Еще Федор Матвеич, кончивший в свое время гимназию, когда не был пьян, то любил почитать, что попадется под руку, — даже выписывал ‘Вестник иностранной литературы’. Он пробовал в былое время отполировать Луизу, дал ей прочесть несколько романов, но с течением времени она совсем забросила чтение.

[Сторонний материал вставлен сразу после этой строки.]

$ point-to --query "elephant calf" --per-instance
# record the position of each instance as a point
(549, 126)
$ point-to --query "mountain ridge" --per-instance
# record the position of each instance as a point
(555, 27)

Только утром, за кофе в постели, она пробегала в газетах отдел ‘Театр и музыка’, сопровождая это краткими резюме, вроде:
— Молодец ‘Неизвестный’.
Или:
— Мерзавцы!
Смотря по тону рецензии.
Этой литературы ей было довольно, иногда она еще просматривала отдел происшествий, список недоставленных телеграмм и объявления о продаже случайных вещей, к покупке которых у нее была известная слабость.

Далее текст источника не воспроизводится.